Novel Adducts of Acyclovir with 2,6-Dihydroxybenzoic Acid: Synthesis and Structural, Theoretical, and Spectroscopic Analyses

Abstract

Acyclovir (ACV) cocrystallization experiments using 2,6-dihydroxybenzoic acid (26DHBA) as a coformer were performed, and two novel forms of acyclovirium 2,6-dihydroxybenzoate (ACV·26DHBA) were prepared. These molecular salts were obtained by different techniques. In addition to the most commonly used methods, such as solution cocrystallization, slurry cocrystallization, and neat or liquid-assisted grinding, microwave-assisted slurry cocrystallization was applied. The use of different solvents allowed for the selective preparation of I and II forms of the ACV·26DHBA salt. Novel adducts were characterized using single-crystal and powder X-ray diffraction. Moreover, the purity of the resulting phases was defined by profile fitting using Rietveld refinement. Fourier transform IR spectroscopy and theoretical studies confirmed the results obtained with X-ray methods. Solubility tests in water and phosphate buffer were performed using UV-vis spectroscopy. Moreover, the thermal stability of ionic complexes was examined using simultaneous thermal analysis (STA). Powder diffraction studies revealed two new salt phases. Forms I and II of ACV·26DHBA salts can be obtained selectively by cocrystallization using appropriate solvents. The use of microwave radiation led to the formation of II, regardless of the liquid medium used.
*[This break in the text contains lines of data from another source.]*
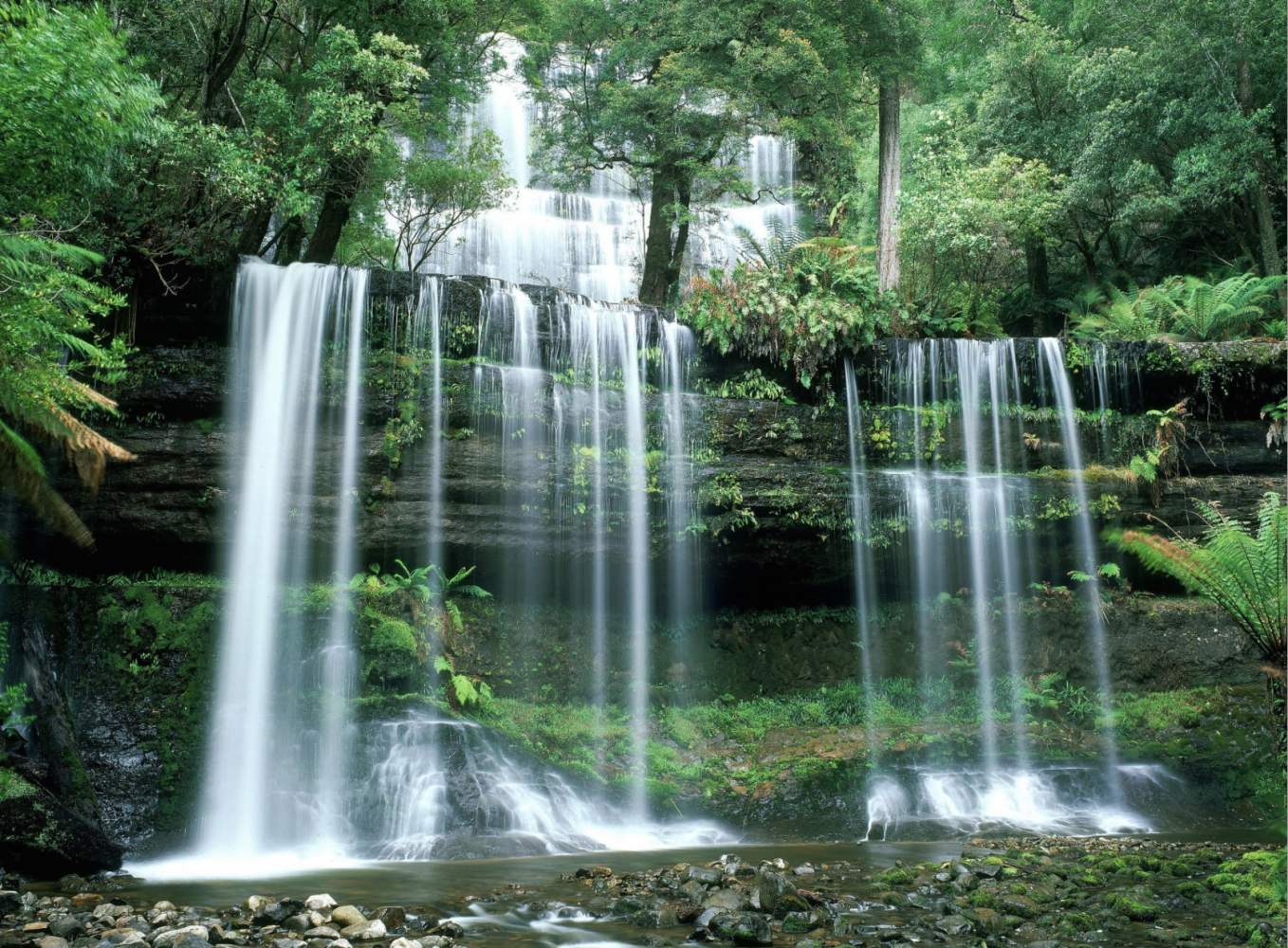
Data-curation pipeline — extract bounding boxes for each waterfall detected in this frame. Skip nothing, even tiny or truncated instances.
[426,36,796,301]
[845,359,880,839]
[846,338,1143,833]
[198,262,366,861]
[661,319,701,682]
[1039,338,1122,802]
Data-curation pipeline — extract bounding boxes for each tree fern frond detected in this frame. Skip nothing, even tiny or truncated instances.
[1111,493,1288,665]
The salt of ACV with 26DHBA showed better solubility than that of pure ACV. In addition, the ionic complexes were found to be stable up to 176 °C for form II and 183 °C for form I, respectively. Two stable forms of ACV salts with 26DHBA, which are more soluble than the pure drug, were described. In addition, not only the possibility of selective cocrystallization using several techniques was shown but also the potential of microwave-assisted cocrystallization as a fast technique that does not require the use of a large amount of solvent was emphasized.